Machiavelli, quel Niccolò autore raffinato del capolavoro conosciuto come Il Principe, ha scritto varie opere di carattere storico e filosofico. In un modo o nell’altro, rivelano i pensieri dominanti di Niccolò, più a suo agio a ragionare di politica, di governo e di affari piuttosto che di sentimenti e di amore. In paragone al suo contributo alla presa e gestione del potere, su tematiche feriali di vita quotidiana Machiavelli fu piuttosto prosaico. Ce lo svelano Dieci lettere private raccolte e pubblicate in un piccolo volume nel 1992 da Salerno Editrice.
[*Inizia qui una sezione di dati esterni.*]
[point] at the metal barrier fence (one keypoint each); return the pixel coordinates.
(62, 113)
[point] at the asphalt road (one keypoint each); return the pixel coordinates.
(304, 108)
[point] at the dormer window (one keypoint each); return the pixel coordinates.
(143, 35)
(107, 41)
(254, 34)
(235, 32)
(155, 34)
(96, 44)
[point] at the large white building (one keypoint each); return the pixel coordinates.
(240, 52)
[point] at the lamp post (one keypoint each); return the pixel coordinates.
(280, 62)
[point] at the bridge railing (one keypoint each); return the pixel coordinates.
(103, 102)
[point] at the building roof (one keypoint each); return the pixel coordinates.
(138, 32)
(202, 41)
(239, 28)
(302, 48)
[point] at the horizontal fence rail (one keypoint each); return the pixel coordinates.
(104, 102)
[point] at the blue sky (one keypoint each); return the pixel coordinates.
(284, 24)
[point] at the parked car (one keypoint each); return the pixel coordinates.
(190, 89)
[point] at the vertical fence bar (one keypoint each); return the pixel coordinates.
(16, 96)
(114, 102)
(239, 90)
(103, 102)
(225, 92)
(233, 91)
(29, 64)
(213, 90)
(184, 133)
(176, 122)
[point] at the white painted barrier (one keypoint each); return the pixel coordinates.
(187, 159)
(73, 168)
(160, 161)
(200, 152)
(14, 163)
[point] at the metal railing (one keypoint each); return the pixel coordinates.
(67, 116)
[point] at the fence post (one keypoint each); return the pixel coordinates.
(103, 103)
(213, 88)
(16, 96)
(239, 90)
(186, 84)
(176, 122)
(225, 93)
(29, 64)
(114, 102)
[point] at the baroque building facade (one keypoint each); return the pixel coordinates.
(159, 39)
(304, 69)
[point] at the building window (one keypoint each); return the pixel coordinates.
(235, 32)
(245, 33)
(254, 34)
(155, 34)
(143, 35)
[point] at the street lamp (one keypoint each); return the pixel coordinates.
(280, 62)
A proposito di sentimenti, più che di amore, egli è alle prese con la disillusione di una vita che la sorte – o la fortuna per dirla con questa signora bendata cui Machiavelli riconosce un ruolo a volte decisivo nell’esistenza umana – ha amareggiato con la caduta in disgrazia. Non solo un’esperienza breve di carcere, ma mesi e anni alla ricerca di ripristinare legami con i principi e i politici del suo tempo, per tornare nel giro importante degli affari e della politica fiorentina. Grigi quei giorni dopo anni di successo professionale a servizio di Firenze, per una persona come lui la cui vita – conclusa all’età di 58 anni – era modellata sui ritmi del servizio pubblico piuttosto che ristretta nel privato. Una misura compensativa alle sue delusioni civili la trovava la sera quando, ritirato nella sua camera, poteva dedicarsi allo studio dei classici e alla scrittura. Patine di nostalgia per i giorni migliori, segnati pure da avventure amorose soddisfacenti, si spalmano con volatilità di nubi nella corrispondenza con gli amici. Niccolò vi racconta squarci di vita cittadina o di borghi fiorentini con estrema precisione di linguaggio ma distacco esistenziale.
Un volto inedito
In Dieci lettere private, scritte tra il dicembre del 1509 e l’agosto del 1525 – gli anni dell’emarginazione politica – irrompono lati insospettabili del Machiavelli privato. Si può dire che alle sue vicende domestiche e alle esperienze amorose che lasciano intravedere quale cognizione avesse per l’amore, sono dedicate briciole seminate in questo epistolario indirizzato in prevalenza all’amico Francesco Vettori. Si conferma l’impressione che le Lettere da lui scritte contengono spunti e anticipazioni di pensieri politici sviluppati nelle opere maggiori, più che folgoranti espressioni d’amore. Tra i cenni di avventure erotiche sorprende la descrizione minuziosa e orrida di un occasionale rapporto al buio con una donna vecchia, fisicamente ripugnante che consolida l’assenza in Machiavelli di voli pindarici sull’amore. Narratore sempre inventivo e attento, in tema di amore non lascia memoria di sue frasi fulminanti al pari di quelle politiche. “Il fine giustifica i mezzi” ne è un esempio celeberrimo. Come anche: “Il Principe per raggiungere i suoi scopi deve essere crudele e senza scrupoli, deve essere un uomo saggio, razionale e benevolo, furbo come una volpe e forte come un leone”. “Dal momento che l’amore e la paura possono difficilmente coesistere, se dobbiamo scegliere fra uno dei due, è molto più sicuro essere temuti che amati”. Le Lettere testimoniano un uomo feriale come tanti, scosso. Però non rassegnato. Che vuole risorgere.